The edict doesn’t go over so well in one of the ‘lesser colonies,’ Ireland. Specifically, at the Abbey Theatre, manager Lennox Robinson, 23, decides to keep the theatre open.

Unfortunately, Robinson’s edict doesn’t go over so well with the Abbey’s main funder, Englishwoman Anne Horniman, 49. Despite her infatuation with one of the theatre’s founders, poet and playwright William Butler Yeats, 44, Horniman withdraws her financial and emotional support.

This also withdraws the tension that has built up between Horniman and the Abbey’s other founder, Lady Augusta Gregory, 58. But now Willie and Augusta know that they will soon have to take the theatre on the road to America to raise funds.

In England

Lytton Strachey, 30, has just taken rooms in London.

Since leaving Cambridge about five years before, Lytton has been floating. He spends most Thursday evenings in Gordon Square with his Bloomsbury friends, Vanessa, about to turn 31, and Clive Bell, 28. Usually the party will move on to nearby Fitzroy Square and the house where Vanessa’s sister, Virginia, 28, and brother, Adrian, 27, live.

Lytton had assumed he would be granted a teaching position at Cambridge, but that didn’t happen. In addition, his cousin and former lover, painter Duncan Grant, 25, is now having an affair with his own Cambridge friend and former lover, John Maynard Keynes, 26. They have begun attending the Bloomsbury gatherings as well.

Lytton is concentrating on finishing his dissertation on General Hastings, and has begun work on a book, Landmarks of French Literature.

In France

…Leo Stein has just turned 38.

He has been living in Paris for almost eight years at 27 rue de Fleurus. Shortly after he came, Leo’s sister Gertrude, two years younger than he, came to visit for one year. She’s still living with him.

In the summers Leo travels to Italy to visit his friend and fellow art collector Bernard Berenson, 44.  A few years ago, Berenson sent him to the Paris art dealer Ambroise Vollard, now 43, on rue Lafitte to see the Cezannes, and Leo has become one of the foremost collectors and connoisseurs of ‘modern’ art in Paris.

Leo holds forth on his theories about art at his salons in rue de Fleurus where visiting Americans and Brits come to see the Cezannes, Matisses and Picassos, hung two and three deep on the walls.

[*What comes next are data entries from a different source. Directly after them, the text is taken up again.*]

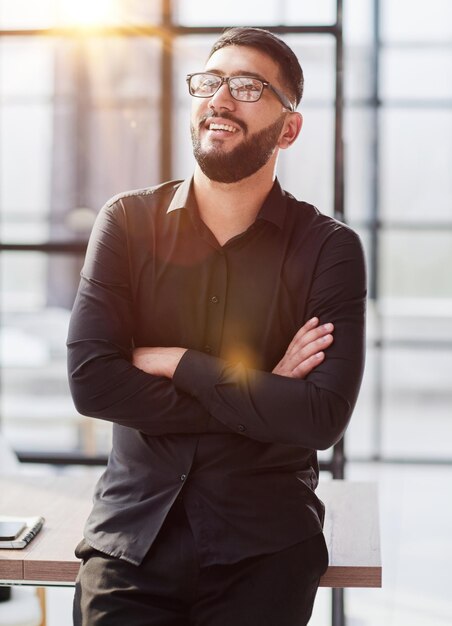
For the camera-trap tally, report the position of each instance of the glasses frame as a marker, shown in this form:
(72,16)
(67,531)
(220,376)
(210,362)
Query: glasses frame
(226,79)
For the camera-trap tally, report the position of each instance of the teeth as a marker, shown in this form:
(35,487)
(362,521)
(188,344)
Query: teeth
(230,129)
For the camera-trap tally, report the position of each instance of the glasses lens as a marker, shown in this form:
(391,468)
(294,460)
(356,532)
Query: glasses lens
(204,85)
(245,88)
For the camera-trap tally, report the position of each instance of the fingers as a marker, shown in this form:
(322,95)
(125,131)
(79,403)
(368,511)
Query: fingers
(306,350)
(309,333)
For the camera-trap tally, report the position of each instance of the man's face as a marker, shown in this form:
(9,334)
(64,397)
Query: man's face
(232,140)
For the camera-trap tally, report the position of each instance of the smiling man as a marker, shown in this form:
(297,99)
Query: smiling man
(203,329)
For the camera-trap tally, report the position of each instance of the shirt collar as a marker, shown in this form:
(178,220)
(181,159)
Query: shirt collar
(273,210)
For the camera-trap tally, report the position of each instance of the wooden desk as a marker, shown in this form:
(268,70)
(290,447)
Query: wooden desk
(351,529)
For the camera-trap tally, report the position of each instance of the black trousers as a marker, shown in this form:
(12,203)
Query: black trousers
(170,588)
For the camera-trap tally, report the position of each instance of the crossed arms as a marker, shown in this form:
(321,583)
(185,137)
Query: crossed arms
(306,400)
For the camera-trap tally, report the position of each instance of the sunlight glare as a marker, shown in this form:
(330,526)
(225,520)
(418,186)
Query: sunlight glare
(89,13)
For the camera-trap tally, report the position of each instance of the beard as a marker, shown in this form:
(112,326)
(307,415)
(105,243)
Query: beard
(243,160)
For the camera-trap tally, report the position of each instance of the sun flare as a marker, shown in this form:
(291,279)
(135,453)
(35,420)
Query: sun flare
(89,13)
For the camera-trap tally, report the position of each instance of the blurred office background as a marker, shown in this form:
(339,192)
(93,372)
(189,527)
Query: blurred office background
(93,101)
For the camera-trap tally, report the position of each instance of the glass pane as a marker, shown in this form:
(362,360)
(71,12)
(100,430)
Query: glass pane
(417,400)
(359,72)
(416,264)
(24,14)
(92,132)
(17,14)
(233,12)
(359,162)
(26,68)
(416,181)
(25,145)
(255,13)
(316,55)
(321,12)
(360,438)
(358,23)
(306,169)
(36,407)
(416,73)
(416,20)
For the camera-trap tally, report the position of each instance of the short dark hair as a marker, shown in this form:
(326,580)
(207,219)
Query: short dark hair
(289,67)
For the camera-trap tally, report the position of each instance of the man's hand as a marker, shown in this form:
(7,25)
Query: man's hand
(158,361)
(306,350)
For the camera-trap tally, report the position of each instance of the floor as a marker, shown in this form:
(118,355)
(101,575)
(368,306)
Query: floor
(416,523)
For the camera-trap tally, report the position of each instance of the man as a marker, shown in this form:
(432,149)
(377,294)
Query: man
(203,329)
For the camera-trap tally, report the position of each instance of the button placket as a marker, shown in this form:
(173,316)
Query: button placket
(215,307)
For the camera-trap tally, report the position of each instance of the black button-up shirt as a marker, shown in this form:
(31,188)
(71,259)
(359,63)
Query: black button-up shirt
(235,441)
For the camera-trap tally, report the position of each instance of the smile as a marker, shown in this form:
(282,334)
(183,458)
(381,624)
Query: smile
(226,127)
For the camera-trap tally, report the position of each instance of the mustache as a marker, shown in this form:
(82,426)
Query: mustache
(225,116)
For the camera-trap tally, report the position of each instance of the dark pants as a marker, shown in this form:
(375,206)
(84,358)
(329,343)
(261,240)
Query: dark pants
(170,588)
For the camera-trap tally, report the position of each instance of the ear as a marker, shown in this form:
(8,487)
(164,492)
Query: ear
(291,130)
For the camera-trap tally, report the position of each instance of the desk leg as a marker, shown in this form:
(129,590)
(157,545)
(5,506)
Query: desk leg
(338,608)
(41,593)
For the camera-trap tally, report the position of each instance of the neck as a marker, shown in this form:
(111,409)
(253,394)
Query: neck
(228,209)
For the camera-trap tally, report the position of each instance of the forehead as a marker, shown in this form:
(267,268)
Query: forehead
(236,60)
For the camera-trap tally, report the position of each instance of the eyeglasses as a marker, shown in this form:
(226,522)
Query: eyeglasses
(241,88)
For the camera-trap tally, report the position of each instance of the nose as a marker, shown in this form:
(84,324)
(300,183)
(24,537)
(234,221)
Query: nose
(222,99)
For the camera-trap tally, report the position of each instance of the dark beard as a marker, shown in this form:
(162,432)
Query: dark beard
(243,161)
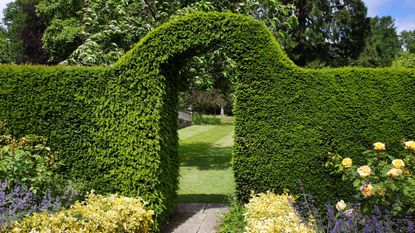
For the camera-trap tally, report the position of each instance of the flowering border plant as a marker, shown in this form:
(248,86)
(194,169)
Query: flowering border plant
(384,180)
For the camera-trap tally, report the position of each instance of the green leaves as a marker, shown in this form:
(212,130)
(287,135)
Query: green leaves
(27,161)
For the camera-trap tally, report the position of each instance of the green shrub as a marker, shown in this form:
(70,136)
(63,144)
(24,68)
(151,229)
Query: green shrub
(28,161)
(199,119)
(383,180)
(233,222)
(267,212)
(97,214)
(117,127)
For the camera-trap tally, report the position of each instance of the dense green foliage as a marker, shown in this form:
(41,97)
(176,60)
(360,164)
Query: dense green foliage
(404,59)
(330,33)
(117,127)
(57,103)
(28,161)
(24,32)
(407,39)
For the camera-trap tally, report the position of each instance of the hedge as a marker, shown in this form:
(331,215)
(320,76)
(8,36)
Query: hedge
(119,128)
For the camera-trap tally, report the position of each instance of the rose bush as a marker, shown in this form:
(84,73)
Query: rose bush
(384,180)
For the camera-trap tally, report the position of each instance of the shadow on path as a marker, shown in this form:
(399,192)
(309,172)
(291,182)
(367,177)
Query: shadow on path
(196,218)
(204,156)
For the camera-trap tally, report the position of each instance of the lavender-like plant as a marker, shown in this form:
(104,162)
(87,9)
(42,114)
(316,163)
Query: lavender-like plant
(353,220)
(18,201)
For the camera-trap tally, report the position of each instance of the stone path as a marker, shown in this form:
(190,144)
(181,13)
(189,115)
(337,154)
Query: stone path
(196,218)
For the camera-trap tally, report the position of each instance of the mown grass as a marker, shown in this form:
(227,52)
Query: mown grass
(205,163)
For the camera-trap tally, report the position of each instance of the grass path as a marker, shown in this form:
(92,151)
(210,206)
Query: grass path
(205,155)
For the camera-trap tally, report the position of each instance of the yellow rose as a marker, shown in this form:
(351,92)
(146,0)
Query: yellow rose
(367,190)
(379,147)
(381,192)
(410,145)
(364,171)
(398,163)
(394,172)
(341,205)
(347,162)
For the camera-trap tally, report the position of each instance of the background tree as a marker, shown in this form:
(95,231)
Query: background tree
(382,45)
(330,32)
(404,59)
(24,32)
(64,29)
(407,39)
(5,52)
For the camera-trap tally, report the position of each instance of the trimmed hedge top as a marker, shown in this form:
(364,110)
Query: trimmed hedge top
(117,127)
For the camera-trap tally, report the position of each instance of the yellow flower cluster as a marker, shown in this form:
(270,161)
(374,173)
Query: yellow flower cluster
(394,172)
(347,162)
(268,212)
(364,171)
(367,190)
(379,147)
(410,145)
(97,214)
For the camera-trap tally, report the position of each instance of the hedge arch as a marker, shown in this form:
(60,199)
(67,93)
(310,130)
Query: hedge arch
(116,127)
(141,100)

But now Gertrude’s lover, Alice B. Toklas, 33, from San Francisco like the Steins, has been spending more time with them. She cooks, she cleans and she types up the work that Gertrude stays up late at night writing, under the Cezanne.

No longer the center of attention, Leo is thinking of moving out.

In America

…Hadley Richardson, 18, has just graduated from private school in St. Louis, MO. She is very excited about going to Bryn Mawr College back east in the fall.

Unfortunately, Hadley will feel out of place in Bryn Mawr and return home after only one year. She then decides to visit Paris for the first time.

Eleven years later, Hadley will move to Paris with her new husband, journalist Ernest Hemingway, eight years younger than she. They will live off her trust fund until he can support them with his writing.